11. Chapter xi. In which the reader will be surprized. (continued)

Sophia stood trembling all this while. Her face was whiter than snow, and her heart was throbbing through her stays. But, at the mention of Upton, a blush arose in her cheeks, and her eyes, which before she had scarce lifted up, were turned upon Jones with a glance of disdain. He understood this silent reproach, and replied to it thus: "O my Sophia! my only love! you cannot hate or despise me more for what happened there than I do myself; but yet do me the justice to think that my heart was never unfaithful to you. That had no share in the folly I was guilty of; it was even then unalterably yours. Though I despaired of possessing you, nay, almost of ever seeing you more, I doated still on your charming idea, and could seriously love no other woman. But if my heart had not been engaged, she, into whose company I accidently fell at that cursed place, was not an object of serious love. Believe me, my angel, I never have seen her from that day to this; and never intend or desire to see her again." Sophia, in her heart, was very glad to hear this; but forcing into her face an air of more coldness than she had yet assumed, "Why," said she, "Mr Jones, do you take the trouble to make a defence where you are not accused?

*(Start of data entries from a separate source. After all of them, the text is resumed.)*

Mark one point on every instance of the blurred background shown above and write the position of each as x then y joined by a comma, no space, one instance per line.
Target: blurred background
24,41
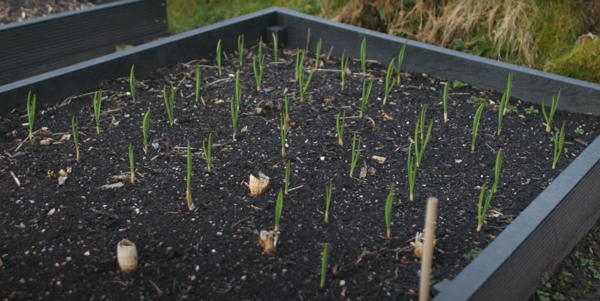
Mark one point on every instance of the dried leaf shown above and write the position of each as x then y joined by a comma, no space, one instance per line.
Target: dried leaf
114,185
379,159
258,185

If I thought it worth while to accuse you, I have a charge of unpardonable nature indeed."--"What is it, for heaven's sake?" answered Jones, trembling and pale, expecting to hear of his amour with Lady Bellaston. "Oh," said she, "how is it possible! can everything noble and everything base be lodged together in the same bosom?" Lady Bellaston, and the ignominious circumstance of having been kept, rose again in his mind, and stopt his mouth from any reply. "Could I have expected," proceeded Sophia, "such treatment from you? Nay, from any gentleman, from any man of honour? To have my name traduced in public; in inns, among the meanest vulgar! to have any little favours that my unguarded heart may have too lightly betrayed me to grant, boasted of there! nay, even to hear that you had been forced to fly from my love!"